Nemec achieves new milestone
Tuesday, March 25, 2003
Article summary
Former Czech Republic captain Jirí Nemec continues to let his feet do the talking.
Article body
By Ladislav Josef
Jirí Nemec has always been one to let his feet do the talking. However, it was the former Czech Republic captain's achievements which spoke volumes on Sunday, when he made the 500th appearance of a long career in Czech and German football in the First Division match between FK Chmel Blšany and FK Jablonec 97.
'The Mute'
"I knew it was going to happen some time this year, but I stopped looking at statistics a while back," Nemec said. The game itself did not go to script, with Blšany losing 2-1. But then the 36-year-old midfield player had never been interested in the hackneyed story.
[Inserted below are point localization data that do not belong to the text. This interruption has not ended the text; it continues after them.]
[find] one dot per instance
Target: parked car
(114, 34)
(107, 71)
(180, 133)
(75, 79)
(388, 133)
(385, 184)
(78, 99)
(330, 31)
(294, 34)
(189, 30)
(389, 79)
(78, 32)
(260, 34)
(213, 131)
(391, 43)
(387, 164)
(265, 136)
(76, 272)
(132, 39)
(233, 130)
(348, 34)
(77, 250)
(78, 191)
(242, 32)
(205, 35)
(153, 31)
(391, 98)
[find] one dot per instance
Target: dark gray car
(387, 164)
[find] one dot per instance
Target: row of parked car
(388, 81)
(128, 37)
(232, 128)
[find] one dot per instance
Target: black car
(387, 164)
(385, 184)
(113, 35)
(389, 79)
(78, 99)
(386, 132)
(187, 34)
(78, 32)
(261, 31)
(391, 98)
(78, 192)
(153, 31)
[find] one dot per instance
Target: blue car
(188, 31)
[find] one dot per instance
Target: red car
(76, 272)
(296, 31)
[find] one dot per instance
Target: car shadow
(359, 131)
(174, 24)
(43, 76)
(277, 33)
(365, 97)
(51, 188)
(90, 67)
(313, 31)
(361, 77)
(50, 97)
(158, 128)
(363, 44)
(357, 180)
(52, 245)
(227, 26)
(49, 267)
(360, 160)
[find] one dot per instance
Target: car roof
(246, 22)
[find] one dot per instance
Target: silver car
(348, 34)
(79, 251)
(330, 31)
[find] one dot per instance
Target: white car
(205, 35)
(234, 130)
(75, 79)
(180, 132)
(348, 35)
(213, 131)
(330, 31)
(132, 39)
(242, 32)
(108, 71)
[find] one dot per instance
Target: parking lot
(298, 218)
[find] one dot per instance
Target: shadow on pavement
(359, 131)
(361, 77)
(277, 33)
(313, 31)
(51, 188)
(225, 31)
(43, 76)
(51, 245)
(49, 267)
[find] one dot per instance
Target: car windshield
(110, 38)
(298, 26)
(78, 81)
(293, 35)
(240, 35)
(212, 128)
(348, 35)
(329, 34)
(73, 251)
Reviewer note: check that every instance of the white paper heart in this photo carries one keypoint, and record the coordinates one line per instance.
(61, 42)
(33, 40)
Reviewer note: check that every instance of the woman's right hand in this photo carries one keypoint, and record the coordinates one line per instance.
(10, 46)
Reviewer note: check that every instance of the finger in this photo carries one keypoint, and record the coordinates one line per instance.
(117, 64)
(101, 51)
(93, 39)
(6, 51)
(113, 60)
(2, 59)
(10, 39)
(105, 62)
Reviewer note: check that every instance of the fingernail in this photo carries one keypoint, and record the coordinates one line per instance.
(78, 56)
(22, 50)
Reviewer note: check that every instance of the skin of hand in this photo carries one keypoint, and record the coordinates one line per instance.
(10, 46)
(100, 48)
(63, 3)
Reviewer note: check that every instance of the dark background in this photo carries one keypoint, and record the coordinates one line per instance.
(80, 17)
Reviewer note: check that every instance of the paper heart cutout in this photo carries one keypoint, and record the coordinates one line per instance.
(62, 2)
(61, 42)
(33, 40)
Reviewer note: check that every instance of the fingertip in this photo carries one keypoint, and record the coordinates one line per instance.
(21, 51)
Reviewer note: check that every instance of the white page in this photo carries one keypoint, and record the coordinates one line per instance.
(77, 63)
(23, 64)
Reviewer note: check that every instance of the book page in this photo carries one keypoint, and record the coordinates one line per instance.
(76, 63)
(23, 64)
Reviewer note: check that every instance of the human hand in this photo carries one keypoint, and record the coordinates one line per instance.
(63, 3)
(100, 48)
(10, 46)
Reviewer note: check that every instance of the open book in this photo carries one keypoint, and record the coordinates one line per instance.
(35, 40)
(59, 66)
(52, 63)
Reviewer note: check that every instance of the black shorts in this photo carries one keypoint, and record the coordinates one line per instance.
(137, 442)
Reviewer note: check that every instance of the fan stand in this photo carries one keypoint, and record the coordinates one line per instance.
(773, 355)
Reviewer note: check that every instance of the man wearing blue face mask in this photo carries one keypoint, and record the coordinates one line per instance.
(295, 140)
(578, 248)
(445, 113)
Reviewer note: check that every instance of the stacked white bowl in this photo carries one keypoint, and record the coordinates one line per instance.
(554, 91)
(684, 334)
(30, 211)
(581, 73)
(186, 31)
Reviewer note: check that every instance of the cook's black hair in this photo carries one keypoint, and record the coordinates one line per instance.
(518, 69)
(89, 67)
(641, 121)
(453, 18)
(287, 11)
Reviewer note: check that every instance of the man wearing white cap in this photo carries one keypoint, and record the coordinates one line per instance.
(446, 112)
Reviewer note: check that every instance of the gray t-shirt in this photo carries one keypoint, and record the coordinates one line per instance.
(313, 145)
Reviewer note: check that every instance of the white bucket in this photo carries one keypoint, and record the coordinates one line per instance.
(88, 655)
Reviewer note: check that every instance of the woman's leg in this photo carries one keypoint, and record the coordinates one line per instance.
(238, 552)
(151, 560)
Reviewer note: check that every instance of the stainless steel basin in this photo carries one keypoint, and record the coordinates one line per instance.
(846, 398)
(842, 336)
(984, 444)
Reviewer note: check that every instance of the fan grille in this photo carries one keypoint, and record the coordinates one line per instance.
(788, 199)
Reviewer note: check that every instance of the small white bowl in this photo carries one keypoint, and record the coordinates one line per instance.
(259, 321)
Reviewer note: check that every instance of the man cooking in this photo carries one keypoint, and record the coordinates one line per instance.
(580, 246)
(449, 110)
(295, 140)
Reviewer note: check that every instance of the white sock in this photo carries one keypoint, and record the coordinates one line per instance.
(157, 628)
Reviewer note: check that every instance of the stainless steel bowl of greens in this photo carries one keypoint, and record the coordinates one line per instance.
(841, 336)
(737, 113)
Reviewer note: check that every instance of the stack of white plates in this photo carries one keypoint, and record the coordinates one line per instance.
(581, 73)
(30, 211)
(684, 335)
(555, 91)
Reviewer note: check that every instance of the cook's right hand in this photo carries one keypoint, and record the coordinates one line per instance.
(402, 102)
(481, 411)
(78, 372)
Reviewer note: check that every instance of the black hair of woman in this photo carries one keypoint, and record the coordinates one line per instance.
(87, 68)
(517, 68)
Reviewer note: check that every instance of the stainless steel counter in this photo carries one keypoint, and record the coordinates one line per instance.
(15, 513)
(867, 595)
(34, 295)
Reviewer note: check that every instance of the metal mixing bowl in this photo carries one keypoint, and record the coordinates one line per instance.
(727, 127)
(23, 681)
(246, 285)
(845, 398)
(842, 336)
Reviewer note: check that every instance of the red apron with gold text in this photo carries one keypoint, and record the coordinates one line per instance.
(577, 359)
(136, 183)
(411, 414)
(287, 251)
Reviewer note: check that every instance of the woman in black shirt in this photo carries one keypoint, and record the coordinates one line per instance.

Indeed, it was a refusal to deal with the press that had marked him out and earned him the nickname 'The Mute'.
Bad reviews
Even during his time as national team captain, Nemec would refuse interview requests. Apparently, he had collected newspaper cuttings as a teenager with SK Ceské Budéjovice but gave up after a year because "there were a lot of bad things written about me". "I do not want my son reading that I was a bad player," he once said.
Goalscoring debut
It was with Ceské Budéjovice that Nemec made the first of his 500 first-class appearances, with a goal on his debut in the Czechoslovakian First Division. The fact he has found the target only 18 times since, shows that goalscoring is not exactly within the Nemec compass, although he did register with a memorable volley in a friendly against the Korean Republic in 1998.
International class
The term that better defines him is 'midfield workhorse', and his excellence in that role won him the award for Czech footballer of the year in 1997 as well as 84 international caps. Nemec was a member of the Czechoslovakia squad that reached the FIFA World Cup quarter-finals at Italia 90. He then captained the Czech Republic to the final of the 1996 UEFA European Championship in England, and received his runners-up medal from Queen Elizabeth II after defeat by Germany at Wembley stadium.
Success with Schalke
Victory might have eluded the unfancied Czech team, but Nemec was on the winning side a year later when he lifted the UEFA Cup with German club FC Schalke 04 after a penalty shoot-out triumph over Internazionale FC of Italy. Nemec had joined the 1. Bundesliga team from AC Sparta Praha in 1993 following a spell with FK Dukla Praha. He became a permanent fixture at the AufSchalke Arena - helping Schalke win the German Cup in 2001 and 2002 - and Schalke manager Rudi Assauer said: "Whenever Jirí could not play, there was something special missing from our game."
Czech return
So he left a huge gap to fill when he finally returned home last summer, joining unfasionable Blšany. The choice of club - and the decision to swap Schalke's 62,000-capacity stadium for crowds of a couple of hundred in a small village in Northern Bohemia - surprised many. But it was one motivated more by personal reasons than financial ones. Blšany coach Günter Bittengel is an "old friend and former team-mate" and, Nemec said, "he was a major factor in my decision".
A quiet life
There have been rumours of a move back to Sparta but Nemec said: "I have a deal at Blsany until the end of season with the option of a one-year extension. We'll see what happens." He added: "I would like to stay in football but I am sure that I never will be a coach. Their destiny is sometimes too cruel from my point of view." A quiet life beckons, then, for the quiet man of Czech football.